Hmm, it seems I never got to show how that yellow level ended up looking.
But before that, I just want to note that we’ve changed our logo AND our trailer. I’ve been using Hero font until now, but for the new logo I wanted to make something from scratch. You can see it in our first post, above our new trailer.
Also, we now have a Steam page, so you can
wishlist Etherborn right now! And now, let’s go to the screenshots. These areas are exactly the same from the previous post, although with a little bit of extra work :D
For this level, I’ve faked a bit the flat-poly look on the tiles, because I don’t want to saturate the CPU with excessive geometry calculations (which happens more easily than it seems), so the reflections are actually made with a metallic map for the standard shader.
At first, I created a flat mesh composed of tris with different materials that would reflect light slightly differently, but it just seemed like a waste. To polish it more, I rendered the UVs of that mesh and used as a template to fill with different gray values. Lastly, I optimized the geometry and applied the texture, achieving exactly the same result with less vertices.
However, hexagonal tiles are actually modelled in 3D, because I wanted to go for a more irregular and “ruined” look on them, and neither normal maps nor relief maps gave the same result (and I tried… but this art style requires sharp shapes, and textures tend to give softer results). There’s also a certain spot in the level where the camera gets closer to the character, so this floor is particularly nice there.

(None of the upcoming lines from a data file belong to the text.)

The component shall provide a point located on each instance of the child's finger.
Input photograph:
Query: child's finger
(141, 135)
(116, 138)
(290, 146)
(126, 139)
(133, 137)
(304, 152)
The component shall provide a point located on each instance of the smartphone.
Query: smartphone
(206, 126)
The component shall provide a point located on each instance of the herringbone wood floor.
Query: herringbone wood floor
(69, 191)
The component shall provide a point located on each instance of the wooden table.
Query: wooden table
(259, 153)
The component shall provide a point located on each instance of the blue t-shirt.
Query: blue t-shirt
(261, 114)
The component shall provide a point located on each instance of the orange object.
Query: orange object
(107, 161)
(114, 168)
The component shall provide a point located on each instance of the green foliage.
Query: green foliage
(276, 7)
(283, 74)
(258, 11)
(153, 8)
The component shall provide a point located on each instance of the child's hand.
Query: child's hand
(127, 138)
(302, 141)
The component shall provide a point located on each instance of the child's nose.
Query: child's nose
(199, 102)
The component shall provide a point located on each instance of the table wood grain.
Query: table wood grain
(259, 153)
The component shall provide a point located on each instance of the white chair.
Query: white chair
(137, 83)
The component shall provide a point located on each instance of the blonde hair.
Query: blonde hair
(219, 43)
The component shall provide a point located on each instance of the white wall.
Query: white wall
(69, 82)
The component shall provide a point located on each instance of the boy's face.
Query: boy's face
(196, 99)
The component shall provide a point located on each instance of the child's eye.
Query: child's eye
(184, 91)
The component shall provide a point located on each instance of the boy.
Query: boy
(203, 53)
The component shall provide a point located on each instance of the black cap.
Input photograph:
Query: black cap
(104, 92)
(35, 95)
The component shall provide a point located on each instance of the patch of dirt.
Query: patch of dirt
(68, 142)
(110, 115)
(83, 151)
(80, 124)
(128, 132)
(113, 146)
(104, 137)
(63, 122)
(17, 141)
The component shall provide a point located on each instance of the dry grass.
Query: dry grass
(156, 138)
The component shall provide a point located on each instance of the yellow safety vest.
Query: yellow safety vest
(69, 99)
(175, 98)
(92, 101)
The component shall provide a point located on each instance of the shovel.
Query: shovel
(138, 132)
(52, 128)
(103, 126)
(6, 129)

I’ve done different patterns for each floor, and it looks fine. It’s also important to scatter around some 3D tiles to make it look more consistent. We should take special care of the edges. The human eye gives priority to the edges of an object, so if you don’t take care of them, models will look flat. Here, everything is in an ambiguous semi-ruined state, so reserving the geometry for irregular tiles placed on the edges works well. However, note that the images have been scaled down for this post, probably making those irregularities look too subtle:
![](https://i.imgur.com/Pq5GxJP.png)
Ok, in theory, some things were working, but there was a problem: the direction of light. In Etherborn, the player can face many different angles, but light comes only from one, so you won’t actually see reflections most of the time unless you’re facing the “correct” spot. The easiest solution is to place point lights all through the level, but that’s also a waste of calculations (and work time). What I did is actually a pretty common solution I believe, but I had to learn it by myself, like almost everything else in the game.
![](https://i.imgur.com/REXnOew.png)
I just painted a simple test cubemap with gradients in Photoshop and made a reflection probe with it. I tried making different reflection probes for each segment of the level, and also making just one for the whole space. However, the cubemap texture scaled accordingly to the size of the probe and the clear bands wouldn’t look as I wished. Final solution: I created a cubic probe with a size proportional to the camera’s far plane and made it its child. The only “problem” is that, even if the probe follows the camera, the texture doesn’t rotate (I guess that should be done by code). Fortunately, it doesn’t bother me too much.
This level is a bit inspired by Giorgio de Chirico (although it also contains some traces of Zdzisław Beksiński), and there’s different reasons for this. Regarding art, I like the feel his paintings give, like if time had been suspended in a specific moment forever. Ideal for a place where people just have to relax and adapt to the mechanics at their own pace, right?
On the level design side, he used a lot of simple architectural elements, and within them we can find many arched buildings. Those buildings make me think of Roman bridges and aqueducts, like the ones we have in Spain (and Italy, of course – Chirico was Italian).
However, I needed to add some big crossbeams for level design purposes and I didn’t want to be excessive with the details either. In the end, I made them more modern, perhaps with a brutalist touch.
But, why was it so necessary to add this type of building? Well, a bridge is a pretty recognizable construction and it’s already in our collective unconscious (almost every culture has built bridges somewhere), making it for a perfect piece to play around showing the gravity mechanics. Everybody knows how a bridge is used, so if you see it in a game, you’ll cross it without asking yourself many questions. But here, when you reach a second one, you switch gravity and end up walking on its side. This way, people get a sense of surprise and they can orient themselves within the game’s space better than if we were already introducing them into purely abstract designs (which will be present later on in the game). We can also use this for the opposite: if we place a group of bridges in unusual ways and with unnatural relations between them (one vertical, another one crossing horizontally between its pillars, etc), players will feel lost, even if we make a linear path.
And, once the main mechanics have become clear, we want people to feel lost. Because Etherborn is, after all, about finding your way through life.